Sesi işiten yaralı derhal ayağa sıçradı. Selam vererek esas duruşa geçti. Lakin paşaya doğru değil denize doğru selam vermişti.
- Oğlum hayırdır? Neyin var?
- Gözlerim efendim. Bir şarapnel parçası onları benden kıskandı galiba. Göremiyorum.
- Vah yavrum! Büyük geçmiş olsun. Çok üzüldüm.
- Eksik olmayın efendim. Üzülecek bir şey yok. Ben üzülmüyorum. Çünkü bu gözler bugün burada görmesi gereken ne varsa görmüştür. Bundan sonra görmesem de artık mühim değil.
***
Mart ayı başında ardı ardına düzenlenen taarruzlarda Boğaz'ın girişindeki tabyalar tahrip edilmişti.
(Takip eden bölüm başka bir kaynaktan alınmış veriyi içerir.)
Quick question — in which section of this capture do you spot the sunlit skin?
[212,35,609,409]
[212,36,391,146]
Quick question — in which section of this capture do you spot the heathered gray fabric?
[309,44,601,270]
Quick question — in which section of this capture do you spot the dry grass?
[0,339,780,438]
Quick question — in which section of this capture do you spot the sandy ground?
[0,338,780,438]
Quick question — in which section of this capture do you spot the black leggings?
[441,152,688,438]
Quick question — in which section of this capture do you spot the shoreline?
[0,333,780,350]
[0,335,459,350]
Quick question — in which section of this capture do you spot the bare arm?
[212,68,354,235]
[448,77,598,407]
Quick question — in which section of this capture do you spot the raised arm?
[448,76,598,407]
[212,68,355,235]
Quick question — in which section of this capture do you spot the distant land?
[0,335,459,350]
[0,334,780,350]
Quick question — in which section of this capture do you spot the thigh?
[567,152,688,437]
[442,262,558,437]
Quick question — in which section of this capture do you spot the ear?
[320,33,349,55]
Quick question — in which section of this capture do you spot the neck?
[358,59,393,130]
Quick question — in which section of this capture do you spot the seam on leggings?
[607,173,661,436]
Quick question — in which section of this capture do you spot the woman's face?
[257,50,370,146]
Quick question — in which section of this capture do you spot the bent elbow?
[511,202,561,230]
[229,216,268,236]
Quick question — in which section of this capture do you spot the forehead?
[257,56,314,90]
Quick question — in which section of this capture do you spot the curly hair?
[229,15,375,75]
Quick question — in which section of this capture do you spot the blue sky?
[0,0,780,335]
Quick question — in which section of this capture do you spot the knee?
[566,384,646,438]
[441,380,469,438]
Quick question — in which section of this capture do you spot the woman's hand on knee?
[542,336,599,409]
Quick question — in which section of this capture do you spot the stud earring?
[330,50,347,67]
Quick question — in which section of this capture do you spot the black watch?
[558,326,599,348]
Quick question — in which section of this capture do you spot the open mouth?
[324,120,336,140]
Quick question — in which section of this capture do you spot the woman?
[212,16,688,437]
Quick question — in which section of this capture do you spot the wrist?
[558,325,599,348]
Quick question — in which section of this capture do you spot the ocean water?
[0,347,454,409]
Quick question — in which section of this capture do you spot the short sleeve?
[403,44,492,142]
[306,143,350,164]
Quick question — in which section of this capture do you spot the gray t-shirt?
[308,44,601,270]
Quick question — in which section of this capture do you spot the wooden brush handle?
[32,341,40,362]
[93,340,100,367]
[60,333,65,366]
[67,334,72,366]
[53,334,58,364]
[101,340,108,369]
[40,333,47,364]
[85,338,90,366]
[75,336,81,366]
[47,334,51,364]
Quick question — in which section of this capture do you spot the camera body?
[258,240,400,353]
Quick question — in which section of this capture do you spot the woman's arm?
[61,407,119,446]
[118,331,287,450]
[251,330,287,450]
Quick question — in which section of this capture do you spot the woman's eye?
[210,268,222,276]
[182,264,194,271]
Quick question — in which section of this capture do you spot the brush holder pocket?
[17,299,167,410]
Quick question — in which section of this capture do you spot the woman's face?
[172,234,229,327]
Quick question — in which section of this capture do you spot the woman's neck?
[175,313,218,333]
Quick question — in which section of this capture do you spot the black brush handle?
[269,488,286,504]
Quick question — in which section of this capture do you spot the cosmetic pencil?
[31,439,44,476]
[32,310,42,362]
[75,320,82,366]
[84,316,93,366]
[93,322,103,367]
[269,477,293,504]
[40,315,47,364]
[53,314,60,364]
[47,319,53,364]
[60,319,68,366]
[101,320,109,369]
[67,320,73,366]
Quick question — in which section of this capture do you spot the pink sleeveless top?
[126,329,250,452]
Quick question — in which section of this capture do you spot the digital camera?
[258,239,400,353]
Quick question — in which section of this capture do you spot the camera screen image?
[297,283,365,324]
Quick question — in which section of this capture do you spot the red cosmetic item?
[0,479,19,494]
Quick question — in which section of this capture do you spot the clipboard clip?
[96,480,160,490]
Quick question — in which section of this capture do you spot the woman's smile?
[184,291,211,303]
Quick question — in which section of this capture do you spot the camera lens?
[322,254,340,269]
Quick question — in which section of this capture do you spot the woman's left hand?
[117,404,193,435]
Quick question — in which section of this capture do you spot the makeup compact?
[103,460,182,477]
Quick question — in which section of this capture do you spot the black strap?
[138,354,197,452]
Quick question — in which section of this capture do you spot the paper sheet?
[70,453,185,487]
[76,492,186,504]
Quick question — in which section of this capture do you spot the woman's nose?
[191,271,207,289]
Hatta Seddülbahir mevkiine asker çıkartmaya çalışmışlar ancak Mehmetçiğin direnişiyle karşılaşıp geri püskürtülmüşlerdi. Bunun üzerine kesin çözüm isteyen müttefikler 18 Mart 1915 günü büyük donanma saldırısına geçmişlerdi.
Uzun ve zorlu bir gün olmuştu. Ölüm-kalım mücadelesi verilmiş düşman donanması bozguna uğratılmıştı. Mehmetçik Çanakkale'yi "geçilmez" kılmış büyük bir zafer kazanmıştı.
"Dur Yolcu! Burası Çanakkale" müttefik deniz saldırısının Mehmetçik tarafından bozguna uğratıldığı uzun günün gerçek hikâyesidir.